The structural relatedness in language of the imperative and the vocative categories can be seen in the recent emergence in English (on both sides of the Atlantic) of an unusual intonational pattern for the vocative as an alternate to the traditional one, namely a pattern involving a dropping of the voice on the word for the person named rather than before it. Thus, instead of saying “Good morning, Mark” with an intonation involving a drop of the voice at the end of “morning,” this new version postpones the drop until after “Mark.” Conation is the only factor that binds the two categories and explains the assimilation of vocative to imperative in this case of linguistic change.

MICHAEL SHAPIRO

 

Persistence of the Irrational in Everyday Speech

August 14, 2013

In an earlier post (“Superfluous Syndeton,” June 2, 2009), I called attention to the use in current British English of the word and before the last numeral in the designation of the year of the twenty-first century; thus “two thousand and thirteen” instead of the expected “two thousand thirteen.” This insertion of the conjunction is utterly senseless and is not to be observed in designating earlier centuries.

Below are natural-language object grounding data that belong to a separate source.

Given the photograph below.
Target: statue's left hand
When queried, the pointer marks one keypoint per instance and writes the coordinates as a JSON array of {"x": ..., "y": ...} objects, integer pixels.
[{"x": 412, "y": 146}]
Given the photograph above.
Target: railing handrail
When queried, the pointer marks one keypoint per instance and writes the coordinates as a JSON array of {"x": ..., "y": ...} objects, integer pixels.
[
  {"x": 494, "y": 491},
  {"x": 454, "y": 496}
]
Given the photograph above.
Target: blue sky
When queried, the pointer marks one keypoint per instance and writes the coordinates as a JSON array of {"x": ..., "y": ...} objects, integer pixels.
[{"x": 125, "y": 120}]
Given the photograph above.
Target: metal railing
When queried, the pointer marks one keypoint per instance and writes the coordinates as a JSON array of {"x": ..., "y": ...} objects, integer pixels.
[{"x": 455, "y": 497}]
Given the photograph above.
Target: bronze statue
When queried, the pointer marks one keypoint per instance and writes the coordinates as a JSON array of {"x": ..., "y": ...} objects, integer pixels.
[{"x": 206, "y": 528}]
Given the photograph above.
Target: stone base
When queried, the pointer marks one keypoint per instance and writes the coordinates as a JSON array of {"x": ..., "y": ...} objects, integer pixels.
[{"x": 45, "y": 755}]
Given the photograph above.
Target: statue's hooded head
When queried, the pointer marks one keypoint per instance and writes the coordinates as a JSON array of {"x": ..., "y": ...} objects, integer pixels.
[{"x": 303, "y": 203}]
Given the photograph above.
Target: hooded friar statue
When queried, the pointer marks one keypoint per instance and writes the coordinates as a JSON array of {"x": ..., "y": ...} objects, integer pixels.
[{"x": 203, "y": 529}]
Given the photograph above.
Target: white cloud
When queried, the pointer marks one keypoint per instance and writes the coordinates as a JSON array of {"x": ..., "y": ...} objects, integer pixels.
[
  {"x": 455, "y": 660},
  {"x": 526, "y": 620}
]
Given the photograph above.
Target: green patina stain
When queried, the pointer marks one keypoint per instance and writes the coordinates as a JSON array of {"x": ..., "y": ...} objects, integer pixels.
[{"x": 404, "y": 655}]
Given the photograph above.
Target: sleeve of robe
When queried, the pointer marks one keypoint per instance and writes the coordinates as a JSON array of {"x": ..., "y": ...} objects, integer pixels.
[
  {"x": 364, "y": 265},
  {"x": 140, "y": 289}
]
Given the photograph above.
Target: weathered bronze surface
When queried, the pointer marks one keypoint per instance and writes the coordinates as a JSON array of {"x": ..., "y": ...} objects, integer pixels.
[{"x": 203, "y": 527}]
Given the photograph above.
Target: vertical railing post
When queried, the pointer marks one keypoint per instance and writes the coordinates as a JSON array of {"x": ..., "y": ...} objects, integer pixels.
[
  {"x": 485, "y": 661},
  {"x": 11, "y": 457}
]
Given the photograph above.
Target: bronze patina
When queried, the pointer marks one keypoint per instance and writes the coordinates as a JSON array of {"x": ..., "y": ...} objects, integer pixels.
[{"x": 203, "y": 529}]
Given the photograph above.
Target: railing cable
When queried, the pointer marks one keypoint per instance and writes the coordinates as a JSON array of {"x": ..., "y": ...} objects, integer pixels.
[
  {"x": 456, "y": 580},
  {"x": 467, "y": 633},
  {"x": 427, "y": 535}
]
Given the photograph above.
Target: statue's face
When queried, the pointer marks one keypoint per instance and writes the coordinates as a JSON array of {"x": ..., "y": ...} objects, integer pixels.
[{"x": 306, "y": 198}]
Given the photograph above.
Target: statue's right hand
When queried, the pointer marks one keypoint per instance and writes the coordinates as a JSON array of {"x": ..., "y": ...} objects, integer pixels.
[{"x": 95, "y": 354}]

That this usage has inexplicably penetrated American English was demonstrated this morning in the otherwise admirable diction of the NPR correspondent Wade Goodwyn (“Morning Edition”), who pronounced the dates 2008 and 2010 with the offending and before eight and ten.

Ratio tacet.

MICHAEL SHAPIRO

The Perils of Propitiation in Female Speech

August 11, 2013

Amid the recurrent media chatter concerning the obstacles encountered by women attempting to make their way in what remains a man’s world, it is remarkable how little mention is ever made of the paramount role of language. Importantly, whatever else is true of one’s persona, nothing has both the immediate and the lasting impact of one’s speech on one’s interlocutors.

In this respect, girls whose native language is American English, from early childhood through adolescence and into adulthood, now acquire two speech habits that can only have the goal of propitiating their (specifically male) interlocutors but do so at the expense of having their utterances taken as less than serious or negligible: (1) paralinguistic laughter (often to the point of cachinnation); and (2) uptalk (uttering clauses and even whole sentences with interrogative rather than declarative intonation). As noted in earlier posts, these typical features of female speech are both apotropaic (meant to forestall danger or censure), but they are an atavism that should have no place in twenty-first century America.

Girls and women need explicitly to be made aware of the perils of propitiation and trained to avoid it in speech, by parents in the first instance and by teachers thereafter. Eliminating uptalk is now perhaps nigh on impossible, but the habitual laughter accompanying speech is assuredly a trait that can be extirpated from the utterances of women who wish to be taken seriously.